Launched in 1917, the Nevada was a real leap forward in the world of naval technology. Among its new features, the turrets with cannons, the use of fuel oil as fuel instead of coal, and the “all or nothing” armoring that protected the vital parts of the ship with the maximum thickness and left the rest under the protection of abundant compartmentalization.

During the last months of the Great War, he served as an escort for supply shipments between Bantry Bay (Ireland) and the United Kingdom. At the end of the war, he accompanied the ocean liner George Washington on his journey to bring President Woodrow Wilson to the Paris Peace Conference.

El USS Nevada, navegando por el Atlántico en septiembre de 1944
The USS Nevada, sailing the Atlantic in September 1944 (Wikipedia)

Years later, on the morning of December 7, 1941, the USS Nevada was one of the ships docked at the Pearl Harbor Naval Base. The Japanese sunk four battleships that day, damaged four others and damaged three cruisers, three destroyers, a training ship and a miner. The veteran ship was the only one that managed to set sail under enemy fire.

They launched a torpedo at him, which he hit. But the battleship continued. Then one, two, three fell … up to six bombs (or perhaps more) on top of him that made him land in shallow water. Sixty of its crew members died and another 109 were injured. And still, his path had not come to an end.

Los restos de las ametralladoras
The remains of the machine guns (Ocean Infinity / Search Inc.)

After reflating it and repairing the extensive damage, the ship returned to active duty and set sail for the United Kingdom to provide cover with its artillery at the D-Day landings in Normandy and, later, in southern France. After that phase of World War II, they sent him to the Pacific. He arrived at Iwo Jima in February 1945 and also played an important role in the invasion of Okinawa.

Little more remained for him to do after the ceasefire. This is why the US Navy made the former battleship a target for the first atomic experiments carried out in Bikini in 1946 as part of Operation Crossroads. In this 594.2 square kilometre lagoon there are up to 78 ships sunk during the different tests. But among them is not the USS Nevada.

Because, despite being hit by up to two nuclear bombs, he also survived this new assignment. It was kept afloat badly wrecked and with high levels of radioactivity. So he was discharged in August 1946 and, two years later, the Americans themselves sank him during naval shooting practice, although it was not easy.

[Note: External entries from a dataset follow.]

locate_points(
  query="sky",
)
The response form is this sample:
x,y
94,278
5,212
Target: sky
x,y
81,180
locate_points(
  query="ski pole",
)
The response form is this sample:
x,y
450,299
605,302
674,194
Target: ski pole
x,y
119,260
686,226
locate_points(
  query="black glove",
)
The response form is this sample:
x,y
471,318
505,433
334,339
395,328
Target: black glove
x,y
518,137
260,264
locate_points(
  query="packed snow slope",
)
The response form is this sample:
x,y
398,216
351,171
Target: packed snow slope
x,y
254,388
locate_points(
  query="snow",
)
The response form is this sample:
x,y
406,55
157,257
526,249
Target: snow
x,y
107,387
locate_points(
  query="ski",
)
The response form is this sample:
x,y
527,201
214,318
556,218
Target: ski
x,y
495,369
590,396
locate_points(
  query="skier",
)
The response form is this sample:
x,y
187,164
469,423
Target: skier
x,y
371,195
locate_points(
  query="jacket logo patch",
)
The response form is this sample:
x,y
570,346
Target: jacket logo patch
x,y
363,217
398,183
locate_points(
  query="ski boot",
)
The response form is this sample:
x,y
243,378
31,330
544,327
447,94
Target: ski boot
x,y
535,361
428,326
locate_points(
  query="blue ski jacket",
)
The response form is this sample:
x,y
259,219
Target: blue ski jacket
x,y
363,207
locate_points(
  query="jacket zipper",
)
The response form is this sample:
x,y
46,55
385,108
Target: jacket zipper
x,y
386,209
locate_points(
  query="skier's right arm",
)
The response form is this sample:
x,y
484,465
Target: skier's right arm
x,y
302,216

“Unable to be sent to the bottom of the sea by the ships that used it as a target, he finally fell after being hit by an aerial torpedo,” explain archaeologists at Search. The researchers’ ship, the Pacific Constructor, has been in the ocean since the early 2020s and has yet to return to port because of the coronavirus. Although, as the saying goes, there is no evil that does not come for good.

In its more than thirty years of active service, the USS Nevada accomplished up to seven battles for its actions. “This battleship serves as a reminder that our sailors have a long and excellent tradition; Their fighting spirit demonstrated that the U.S. Navy It remains tough in tough times. When circumstances seem to be worse, our Navy is still the best, “retired Rear Admiral Samuel Cox, director of the Center for Naval History and Heritage, said in a statement.